Im trying to create an external hive partitioned table which location points to an HDFS location.This HDFS location get appended every time i run my spark streaming application, so my hive table appends too.
Kafka >> Spark Streaming >> HDFS >> Hive External Table.
I could do the above flow smoothly with a non partitioned table, but when i want to add partitions to my external table i'm not able to get data in to my hive external table whatsoever.
I have tried the below after creating the external table, but still the problem persists.
<code>CREATE EXTERNAL TABLE user ( userId BIGINT, type INT, level TINYINT, date String ) PARTITIONED BY (date String) LOCATION '/external_table_path';
<code>ALTER TABLE user ADD PARTITION(date='2010-02-22');
I tried the above fix but the things haven't changed.
What is the best work around to get my appending HDFS data in to an external Partition table??
@Neeraj Sabharwal, your ALTER TABLE statement should work. One question: Do you place the data for partition in a subdirectory with the partition name?

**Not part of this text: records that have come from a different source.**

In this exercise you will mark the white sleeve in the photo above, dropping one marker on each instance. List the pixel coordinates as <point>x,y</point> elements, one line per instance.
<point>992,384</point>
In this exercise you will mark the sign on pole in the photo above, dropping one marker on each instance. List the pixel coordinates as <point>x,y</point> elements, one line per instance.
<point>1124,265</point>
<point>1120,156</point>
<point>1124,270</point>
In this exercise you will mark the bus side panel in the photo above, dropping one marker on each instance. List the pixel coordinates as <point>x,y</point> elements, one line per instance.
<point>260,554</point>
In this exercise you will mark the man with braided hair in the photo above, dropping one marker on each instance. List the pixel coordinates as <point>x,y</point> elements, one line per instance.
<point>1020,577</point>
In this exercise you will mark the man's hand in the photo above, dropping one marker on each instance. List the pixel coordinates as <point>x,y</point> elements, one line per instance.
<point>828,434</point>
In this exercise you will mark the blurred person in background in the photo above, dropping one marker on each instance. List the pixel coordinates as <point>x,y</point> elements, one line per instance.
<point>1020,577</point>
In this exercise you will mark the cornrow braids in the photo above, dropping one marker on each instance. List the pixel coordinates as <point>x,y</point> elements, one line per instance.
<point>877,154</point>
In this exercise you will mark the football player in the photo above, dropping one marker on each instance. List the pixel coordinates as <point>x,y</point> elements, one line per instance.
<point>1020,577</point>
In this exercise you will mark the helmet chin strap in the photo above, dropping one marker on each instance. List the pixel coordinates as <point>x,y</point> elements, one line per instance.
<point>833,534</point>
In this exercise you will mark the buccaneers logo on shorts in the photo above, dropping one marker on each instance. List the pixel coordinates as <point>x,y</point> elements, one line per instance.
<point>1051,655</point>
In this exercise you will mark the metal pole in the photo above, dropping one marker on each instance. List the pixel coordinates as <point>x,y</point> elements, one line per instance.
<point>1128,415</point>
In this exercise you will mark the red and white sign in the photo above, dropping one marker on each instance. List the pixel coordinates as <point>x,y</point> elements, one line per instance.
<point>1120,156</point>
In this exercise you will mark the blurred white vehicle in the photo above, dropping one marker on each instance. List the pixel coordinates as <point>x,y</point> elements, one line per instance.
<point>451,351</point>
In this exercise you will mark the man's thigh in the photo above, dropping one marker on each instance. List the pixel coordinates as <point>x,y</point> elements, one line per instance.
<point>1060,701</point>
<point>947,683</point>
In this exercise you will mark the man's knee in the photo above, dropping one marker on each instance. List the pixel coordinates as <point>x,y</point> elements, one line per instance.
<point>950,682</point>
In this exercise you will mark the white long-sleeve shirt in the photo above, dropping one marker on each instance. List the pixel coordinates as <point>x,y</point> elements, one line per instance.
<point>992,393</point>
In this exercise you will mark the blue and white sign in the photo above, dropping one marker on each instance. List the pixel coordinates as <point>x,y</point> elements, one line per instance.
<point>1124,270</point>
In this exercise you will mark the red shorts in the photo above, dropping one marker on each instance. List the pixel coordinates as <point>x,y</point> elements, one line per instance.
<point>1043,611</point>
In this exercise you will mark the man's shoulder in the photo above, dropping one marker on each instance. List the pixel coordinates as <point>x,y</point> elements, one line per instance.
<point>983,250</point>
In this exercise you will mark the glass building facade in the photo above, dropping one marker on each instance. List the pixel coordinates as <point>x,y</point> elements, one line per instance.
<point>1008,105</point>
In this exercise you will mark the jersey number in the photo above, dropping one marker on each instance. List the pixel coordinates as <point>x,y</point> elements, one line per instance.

Hive partitions exist as subdirectories. For example, your user table should have a structure similar to this:
/external_table_path/date=2010-02-22 /external_table_path/date=2010-02-23 /external_table_path/date=2010-02-24
And so on.
The ALTER TABLE statement will create the directories as well as adding the partition details to the Hive metastore. Once the partitions are created you can simply drop the right file/s in the right directory.
Want to point out couple of things..
CREATE EXTERNAL TABLE user ( userId BIGINT, type INT, level TINYINT )PARTITIONED BY (`date` String)LOCATION '/external_table_path';
As @Steven O'Neill mentioned, when ingesting data into HDFS, you should create sub-directories like date=2016-01-01 under your table location. Then your alter table statement will work.